### Linear Regression

In [20]:
import pandas as pd
import os
import sys
import numpy as np
parent_dir = os.path.abspath(os.path.join(os.getcwd(), '../..'))
sys.path.append(parent_dir)

from cross_validation import cross_validate
from metrics import results_to_mean_confidence_interval
from transformations import get_transforms

In [21]:

# M repetitions of 3-fold cross-validated linear regression
M_ = {
   "RSIVL": 20,
   "VISC": 2,
   "Sav. Scenes": 2,
   "Sav. Objects": 2,
   "IC9. Scenes": 1,
   "IC9. Objects": 1,
   "IC9. Person": 1,
   "IC9. Transport": 1,
   "IC9. Architecture": 1,
   "IC9. Abstract": 1,
   "IC9. Advertisement": 1,
   "Sav. Art": 2,
   "Sav. Suprematism": 2,
   "IC9. Paintings": 1,
   "Sav. Interior Design": 2,
   "SVG": 20,
}

# Define dataset combinations
feature_map = {
   "RSIVL": "../features/RSIVL.csv",
   "VISC": "../features/VISC.csv",
   "Sav. Scenes": "../features/SAVOIAS Scenes.csv",
   "Sav. Objects": "../features/SAVOIAS Objects.csv",
   "IC9. Scenes": "../features/IC9600 Scenes.csv",
   "IC9. Objects": "../features/IC9600 Objects.csv",
   "IC9. Person": "../features/IC9600 Person.csv",
   "IC9. Transport": "../features/IC9600 Transport.csv",
   "IC9. Architecture": "../features/IC9600 Architecture.csv",
   "Sav. Art": "../features/SAVOIAS Art.csv",
   "Sav. Suprematism": "../features/SAVOIAS Suprematism.csv",
   "IC9. Paintings": "../features/IC9600 Paintings.csv",
   "Sav.
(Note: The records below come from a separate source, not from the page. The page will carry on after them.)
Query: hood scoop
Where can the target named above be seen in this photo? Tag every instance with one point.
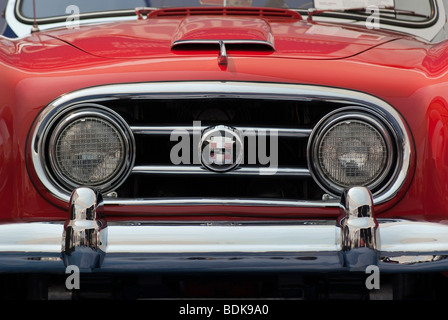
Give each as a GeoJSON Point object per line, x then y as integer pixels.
{"type": "Point", "coordinates": [195, 33]}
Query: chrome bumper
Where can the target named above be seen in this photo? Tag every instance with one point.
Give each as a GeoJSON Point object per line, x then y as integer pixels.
{"type": "Point", "coordinates": [351, 243]}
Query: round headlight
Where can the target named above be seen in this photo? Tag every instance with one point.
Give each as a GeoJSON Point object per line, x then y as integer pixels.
{"type": "Point", "coordinates": [90, 147]}
{"type": "Point", "coordinates": [350, 149]}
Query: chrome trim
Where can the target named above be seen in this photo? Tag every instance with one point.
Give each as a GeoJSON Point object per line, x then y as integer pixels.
{"type": "Point", "coordinates": [358, 223]}
{"type": "Point", "coordinates": [218, 89]}
{"type": "Point", "coordinates": [245, 131]}
{"type": "Point", "coordinates": [219, 202]}
{"type": "Point", "coordinates": [221, 43]}
{"type": "Point", "coordinates": [194, 170]}
{"type": "Point", "coordinates": [399, 237]}
{"type": "Point", "coordinates": [84, 239]}
{"type": "Point", "coordinates": [354, 236]}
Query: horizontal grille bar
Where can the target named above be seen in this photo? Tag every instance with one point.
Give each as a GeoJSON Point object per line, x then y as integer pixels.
{"type": "Point", "coordinates": [247, 131]}
{"type": "Point", "coordinates": [248, 171]}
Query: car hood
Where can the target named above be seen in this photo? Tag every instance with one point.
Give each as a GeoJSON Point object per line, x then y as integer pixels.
{"type": "Point", "coordinates": [199, 35]}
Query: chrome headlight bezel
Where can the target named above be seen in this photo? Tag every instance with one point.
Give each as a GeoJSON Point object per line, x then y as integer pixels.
{"type": "Point", "coordinates": [378, 123]}
{"type": "Point", "coordinates": [61, 121]}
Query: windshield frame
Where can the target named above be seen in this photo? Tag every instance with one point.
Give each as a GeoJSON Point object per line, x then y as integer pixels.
{"type": "Point", "coordinates": [342, 15]}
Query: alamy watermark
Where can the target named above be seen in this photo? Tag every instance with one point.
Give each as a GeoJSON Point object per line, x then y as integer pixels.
{"type": "Point", "coordinates": [222, 147]}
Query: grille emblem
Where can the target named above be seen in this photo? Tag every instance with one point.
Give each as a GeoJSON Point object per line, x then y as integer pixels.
{"type": "Point", "coordinates": [221, 148]}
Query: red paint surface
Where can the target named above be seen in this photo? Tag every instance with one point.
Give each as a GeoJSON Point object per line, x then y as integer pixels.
{"type": "Point", "coordinates": [408, 74]}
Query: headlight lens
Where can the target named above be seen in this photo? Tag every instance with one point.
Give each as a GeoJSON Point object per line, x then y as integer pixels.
{"type": "Point", "coordinates": [90, 148]}
{"type": "Point", "coordinates": [350, 150]}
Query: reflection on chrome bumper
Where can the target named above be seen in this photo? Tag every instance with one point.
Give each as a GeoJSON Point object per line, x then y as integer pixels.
{"type": "Point", "coordinates": [350, 243]}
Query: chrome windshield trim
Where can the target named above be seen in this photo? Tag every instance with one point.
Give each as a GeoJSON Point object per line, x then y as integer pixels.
{"type": "Point", "coordinates": [218, 89]}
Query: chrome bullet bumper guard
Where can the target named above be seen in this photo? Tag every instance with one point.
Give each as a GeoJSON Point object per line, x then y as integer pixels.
{"type": "Point", "coordinates": [351, 243]}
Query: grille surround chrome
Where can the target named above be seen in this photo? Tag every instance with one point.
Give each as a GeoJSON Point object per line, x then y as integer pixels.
{"type": "Point", "coordinates": [218, 89]}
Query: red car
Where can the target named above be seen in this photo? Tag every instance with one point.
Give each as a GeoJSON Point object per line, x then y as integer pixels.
{"type": "Point", "coordinates": [228, 147]}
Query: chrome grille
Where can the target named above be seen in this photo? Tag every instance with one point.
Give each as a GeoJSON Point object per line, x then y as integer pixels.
{"type": "Point", "coordinates": [154, 110]}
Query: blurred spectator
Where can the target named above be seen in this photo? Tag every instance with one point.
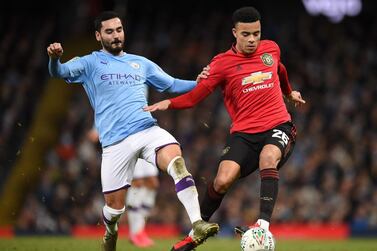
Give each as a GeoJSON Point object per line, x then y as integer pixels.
{"type": "Point", "coordinates": [331, 176]}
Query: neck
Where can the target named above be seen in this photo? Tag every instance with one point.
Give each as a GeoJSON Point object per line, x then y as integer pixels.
{"type": "Point", "coordinates": [114, 54]}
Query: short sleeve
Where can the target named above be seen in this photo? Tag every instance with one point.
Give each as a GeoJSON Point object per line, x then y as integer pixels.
{"type": "Point", "coordinates": [157, 78]}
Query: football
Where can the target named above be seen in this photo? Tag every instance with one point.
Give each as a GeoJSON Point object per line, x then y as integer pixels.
{"type": "Point", "coordinates": [257, 239]}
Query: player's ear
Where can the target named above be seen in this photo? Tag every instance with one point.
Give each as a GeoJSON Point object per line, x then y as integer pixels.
{"type": "Point", "coordinates": [234, 32]}
{"type": "Point", "coordinates": [98, 36]}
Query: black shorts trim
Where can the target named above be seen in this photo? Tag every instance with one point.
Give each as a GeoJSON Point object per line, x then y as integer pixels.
{"type": "Point", "coordinates": [245, 148]}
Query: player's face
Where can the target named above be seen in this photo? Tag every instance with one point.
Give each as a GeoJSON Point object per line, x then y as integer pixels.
{"type": "Point", "coordinates": [111, 36]}
{"type": "Point", "coordinates": [247, 36]}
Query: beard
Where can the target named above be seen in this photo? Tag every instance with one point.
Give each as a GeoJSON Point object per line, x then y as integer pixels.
{"type": "Point", "coordinates": [113, 47]}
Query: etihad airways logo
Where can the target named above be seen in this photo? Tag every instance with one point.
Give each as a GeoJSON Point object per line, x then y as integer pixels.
{"type": "Point", "coordinates": [117, 79]}
{"type": "Point", "coordinates": [257, 78]}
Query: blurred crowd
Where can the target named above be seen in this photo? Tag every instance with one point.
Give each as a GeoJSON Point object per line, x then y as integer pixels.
{"type": "Point", "coordinates": [330, 178]}
{"type": "Point", "coordinates": [22, 78]}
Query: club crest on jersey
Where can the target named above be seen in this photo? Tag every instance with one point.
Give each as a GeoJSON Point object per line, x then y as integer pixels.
{"type": "Point", "coordinates": [256, 78]}
{"type": "Point", "coordinates": [267, 59]}
{"type": "Point", "coordinates": [135, 65]}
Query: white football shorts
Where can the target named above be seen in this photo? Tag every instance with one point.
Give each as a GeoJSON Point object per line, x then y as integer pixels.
{"type": "Point", "coordinates": [119, 160]}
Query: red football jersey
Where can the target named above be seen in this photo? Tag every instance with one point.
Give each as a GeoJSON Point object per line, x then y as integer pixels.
{"type": "Point", "coordinates": [250, 87]}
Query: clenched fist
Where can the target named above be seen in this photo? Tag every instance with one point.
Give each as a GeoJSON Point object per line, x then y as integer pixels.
{"type": "Point", "coordinates": [55, 50]}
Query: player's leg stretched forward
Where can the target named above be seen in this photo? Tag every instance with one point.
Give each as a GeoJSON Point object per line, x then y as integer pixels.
{"type": "Point", "coordinates": [140, 201]}
{"type": "Point", "coordinates": [228, 172]}
{"type": "Point", "coordinates": [169, 159]}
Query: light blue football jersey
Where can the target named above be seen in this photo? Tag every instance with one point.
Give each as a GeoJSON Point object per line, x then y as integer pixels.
{"type": "Point", "coordinates": [116, 89]}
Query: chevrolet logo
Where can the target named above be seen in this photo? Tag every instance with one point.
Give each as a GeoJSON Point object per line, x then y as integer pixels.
{"type": "Point", "coordinates": [256, 78]}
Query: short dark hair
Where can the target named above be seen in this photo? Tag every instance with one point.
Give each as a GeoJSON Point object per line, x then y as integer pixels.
{"type": "Point", "coordinates": [103, 16]}
{"type": "Point", "coordinates": [245, 15]}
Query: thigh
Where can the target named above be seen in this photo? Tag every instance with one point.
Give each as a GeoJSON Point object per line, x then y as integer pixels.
{"type": "Point", "coordinates": [242, 151]}
{"type": "Point", "coordinates": [156, 140]}
{"type": "Point", "coordinates": [144, 169]}
{"type": "Point", "coordinates": [284, 137]}
{"type": "Point", "coordinates": [117, 167]}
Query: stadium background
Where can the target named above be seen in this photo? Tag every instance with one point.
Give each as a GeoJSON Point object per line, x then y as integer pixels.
{"type": "Point", "coordinates": [49, 170]}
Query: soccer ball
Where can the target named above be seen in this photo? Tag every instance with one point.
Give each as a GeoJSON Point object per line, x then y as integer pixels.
{"type": "Point", "coordinates": [257, 239]}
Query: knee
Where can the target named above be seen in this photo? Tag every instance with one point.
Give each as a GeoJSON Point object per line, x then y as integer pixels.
{"type": "Point", "coordinates": [177, 168]}
{"type": "Point", "coordinates": [221, 184]}
{"type": "Point", "coordinates": [268, 160]}
{"type": "Point", "coordinates": [152, 182]}
{"type": "Point", "coordinates": [117, 204]}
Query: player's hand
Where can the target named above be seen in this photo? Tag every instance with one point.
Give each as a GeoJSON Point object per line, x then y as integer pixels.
{"type": "Point", "coordinates": [296, 98]}
{"type": "Point", "coordinates": [203, 75]}
{"type": "Point", "coordinates": [55, 50]}
{"type": "Point", "coordinates": [160, 106]}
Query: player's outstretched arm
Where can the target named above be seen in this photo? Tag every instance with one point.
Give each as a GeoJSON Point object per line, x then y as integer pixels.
{"type": "Point", "coordinates": [204, 74]}
{"type": "Point", "coordinates": [56, 69]}
{"type": "Point", "coordinates": [160, 106]}
{"type": "Point", "coordinates": [55, 50]}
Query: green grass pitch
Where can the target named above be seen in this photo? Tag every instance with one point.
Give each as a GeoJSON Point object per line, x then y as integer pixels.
{"type": "Point", "coordinates": [214, 244]}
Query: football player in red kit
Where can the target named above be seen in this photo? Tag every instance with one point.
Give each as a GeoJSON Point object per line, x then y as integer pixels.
{"type": "Point", "coordinates": [262, 136]}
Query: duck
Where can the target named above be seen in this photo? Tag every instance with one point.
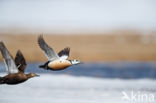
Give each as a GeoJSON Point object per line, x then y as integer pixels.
{"type": "Point", "coordinates": [55, 61]}
{"type": "Point", "coordinates": [15, 68]}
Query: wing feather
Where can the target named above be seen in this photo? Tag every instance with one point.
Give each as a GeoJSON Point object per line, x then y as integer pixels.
{"type": "Point", "coordinates": [20, 61]}
{"type": "Point", "coordinates": [64, 54]}
{"type": "Point", "coordinates": [10, 64]}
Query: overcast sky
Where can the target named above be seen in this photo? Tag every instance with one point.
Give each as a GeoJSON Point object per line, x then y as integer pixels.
{"type": "Point", "coordinates": [73, 15]}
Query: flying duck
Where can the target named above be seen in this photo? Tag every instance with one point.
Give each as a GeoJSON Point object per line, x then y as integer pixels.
{"type": "Point", "coordinates": [15, 68]}
{"type": "Point", "coordinates": [55, 61]}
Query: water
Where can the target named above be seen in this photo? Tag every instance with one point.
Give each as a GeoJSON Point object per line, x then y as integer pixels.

Interior Design": "../features/SAVOIAS Interior Design.csv",
   "IC9. Abstract": "../features/IC9600 Abstract.csv",
   "IC9. Advertisement": "../features/IC9600 Advertisement.csv",
   "SVG": "../features/SVG.csv"
}

In [None]:
for dataset in feature_map:
    
    features = pd.read_csv(feature_map[dataset])
    features = features.rename(columns={"# of SAM segmentations": "num_seg_64points", "# of FC-CLIP classes": "num_classes", "gemini surprise score": "gemini_surprise_score", "normalized_rating": "complexity"})
    
    model_strs = [
    "sqrt_seg_64points + sqrt_num_classes",
    "sqrt_seg_64points + sqrt_num_classes + MSG",
    "sqrt_seg_64points + sqrt_num_classes + MUC3",
    "sqrt_seg_64points + sqrt_num_classes + MUC4",
    "sqrt_seg_64points + sqrt_num_classes + MUC5",
    "sqrt_seg_64points + sqrt_num_classes + MUC6",
    "sqrt_seg_64points + sqrt_num_classes + MUC7",
    "sqrt_seg_64points + sqrt_num_classes + MUC8",
    "sqrt_seg_64points + sqrt_num_classes + MUC3 + MSG",
    "sqrt_seg_64points + sqrt_num_classes + MUC4 + MSG",
    "sqrt_seg_64points + sqrt_num_classes + MUC5 + MSG",
    "sqrt_seg_64points + sqrt_num_classes + MUC6 + MSG",
    "sqrt_seg_64points + sqrt_num_classes + MUC7 + MSG",
    "sqrt_seg_64points + sqrt_num_classes + MUC8 + MSG",
    "MUC3 + MSG",
    "MUC4 + MSG",
    "MUC5 + MSG",
    "MUC6 + MSG",
    "MUC7 + MSG",
    "MUC8 + MSG",
    "sqrt_seg_64points + sqrt_num_classes + MUC3 + MSG + gemini_surprise_score",
    "sqrt_seg_64points + sqrt_num_classes + MUC4 + MSG + gemini_surprise_score",
    "sqrt_seg_64points + sqrt_num_classes + MUC5 + MSG + gemini_surprise_score",
    "sqrt_seg_64points + sqrt_num_classes + MUC6 + MSG + gemini_surprise_score",
    "sqrt_seg_64points + sqrt_num_classes + MUC7 + MSG + gemini_surprise_score",
    "sqrt_seg_64points + sqrt_num_classes + MUC8 + MSG + gemini_surprise_score",
    "sqrt_seg_64points + sqrt_num_classes + gemini_surprise_score",
    "IC9600"
    ]
    
    # remove any NaN

    len_before = len(features)
    features = features.dropna(subset=['gemini_surprise_score'])
    len_after = len(features)
    print("Removed {} NaNs (gemini surprise score) from dataset {}".format(len_before - len_after, dataset))
    
    dataset_result = {}
    def run_regression(data, N, M, target, model_strs, return_preds):
        df = data.copy()
        get_transforms(df)
        return cross_validate(df, N=N, M=M, target=target, model_strs=model_strs, return_preds=return_preds)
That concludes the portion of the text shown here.